The fake documentary makes no attempt to find out who killed Regeni, but it does look to exonerate Egypt’s National Security Agency (NSA) from having had anything to do with the murder, despite the fact that on the night he disappeared, the researcher was seen in a Cairo police station and the National Security Agency headquarters by two separate witnesses.

It is suggested that when his body was found nine days later, on February 3, 2016, alongside the Cairo/Alexandria Desert Highway and just a kilometre from NSA headquarters, that the very proximity should discount intelligence involvement. The argument is, ‘What sort of security agency would dump the half-naked corpse of a foreigner bearing clear signs of prolonged torture on its own doorstep?’

One answer that makes sense was found in a document sent to the Italian embassy in Switzerland, which claimed Egypt’s Military Intelligence and Reconnaissance agency murdered the researcher, then left Regeni’s body near the HQ of its rival NSA in a bid to embarrass and discredit it as part of an ongoing internecine feud between the two agencies. A military blanket was found near the body.

Further on, the video also indulges in a lengthy trashing of the way that Rome tackled its part of the probe, although the reality is that both Italians and Egyptians were suspicious of each other and what secrets each might unearth. The ill-feeling and distrust that grew over the last five years is why Egypt failed to hand over the four suspects, refusing to recognise the Italian legal process. The men, all still serving NSA agents, will be tried in absentia.

The fake doc ends with a very clear message; the outcome of the trial of four intelligence agents could have serious consequences for Egypt-Italy relations. And this is where to look for clues to the identity of the filmmaker. Because when you talk about Egypt and Italy, you are talking about Italian energy giant Ente Nazionale Idrocarburi (ENI). You are talking about ENI’s huge Zohr gas project off Egypt’s northern coast, the new oil wells it has just drilled in the Western Desert and the crucial links between Cairo and the government-backed ENI, the key to energy-vulnerable Italy’s needs.

ENI boss Claudio Descalzi raised the matter of Regeni’s death with the Eygptian President Abdel Fattah el-Sisi on at least three occasions, and was rumoured in the New York Times to have enlisted the help of the Italian intelligence services to resolve the case. 

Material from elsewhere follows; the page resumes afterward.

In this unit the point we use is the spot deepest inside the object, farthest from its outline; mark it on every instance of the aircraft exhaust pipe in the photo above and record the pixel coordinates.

However, in a classic display of backing both horses, he also replied to a bid from Amnesty International to put pressure on Egypt with a letter assuring it that “competent authorities are making every effort to find the answers that the Regeni family is waiting for: important answers for us too, because respect for each person is the basis of our work and because we are committed to the development of Egypt.”

I can’t be the only one who finds it strange that a business titan should busy himself with the murder investigation of a doctorate student in a foreign land and then note that, not to put too much polish on it, the whole matter was bad for business.

Because that was the exact same point that the mysterious documentary was making. And while the pressure imposed on the investigation into the brutal torture and murder of an innocent university researcher from Italy ultimately undermined efforts to seek the truth, at least in one respect the Italian and Egyptian governments are on the same page.

To a cynic, their goal is clear. Let’s get this unfortunate Regeni matter over and done with through a high-profile show trial featuring none of the guilty men and then get on with the important stuff, like making money. 

And in the meantime, get those video nerds to churn out some propaganda to hammer home the message. Surely, it can only help.